1.3520-30 was standing in the way though and it stopped the climb for a few days, but today the buyers finally found the force to push past it.
So, 1.36 here we come. This is a long term resistance level; it has turned down the price twice in November and December last year, so it´s a good level to consider opening a long term sell position.
1.36 is getting ever closer
This idea looks great both technically and fundamentally. Technically, all indicators are overbought in almost all timeframe charts, daily, weekly.
Fundamentally, the Canadian economy is doing pretty well and the Bank of Canada (BOC) will have to admit it sooner or later.
House prices for example, have been surging in Canada, in the last few years. The prices have nearly doubled in some areas, particularly in big cities. The threat of hyperinflation is real. Hopefully, this will force the BOC to start tightening the monetary policy by hiking interest rates.

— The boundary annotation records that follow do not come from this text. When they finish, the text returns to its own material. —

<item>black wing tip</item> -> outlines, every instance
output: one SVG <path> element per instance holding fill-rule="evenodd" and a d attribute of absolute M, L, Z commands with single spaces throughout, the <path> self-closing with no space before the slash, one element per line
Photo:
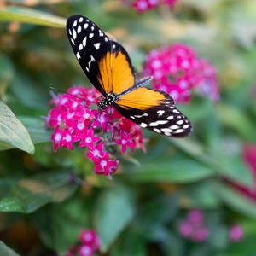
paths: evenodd
<path fill-rule="evenodd" d="M 71 16 L 67 17 L 67 21 L 66 21 L 66 27 L 67 28 L 67 27 L 68 28 L 72 27 L 73 22 L 76 20 L 79 20 L 79 18 L 88 19 L 89 20 L 90 20 L 88 17 L 86 17 L 83 15 L 71 15 Z"/>

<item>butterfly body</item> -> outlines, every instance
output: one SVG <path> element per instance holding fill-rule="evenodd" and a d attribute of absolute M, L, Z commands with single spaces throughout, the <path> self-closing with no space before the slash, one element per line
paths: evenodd
<path fill-rule="evenodd" d="M 184 137 L 192 125 L 165 92 L 145 87 L 152 77 L 136 79 L 128 53 L 87 17 L 67 20 L 70 44 L 84 73 L 103 95 L 101 109 L 113 106 L 143 128 L 168 137 Z"/>

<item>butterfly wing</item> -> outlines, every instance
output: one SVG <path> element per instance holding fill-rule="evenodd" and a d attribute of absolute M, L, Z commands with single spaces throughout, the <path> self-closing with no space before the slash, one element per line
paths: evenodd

So, all fronts seem to scream sell, but first, we have to wait for oil prices to stabilize after a $4-$5 decline in the last week or so, before pulling the trigger.
By that time, we should have reached the resistance level at 1.36. This could happen today seeing as we are only about 30 pips away, so hang around guys. Alternatively, you can open a long-term signal right now as we are relatively close.
The problem with this forex trade is that there isn´t any level above 1.36 to place the stop loss, so we have to leave it open and manage it manually.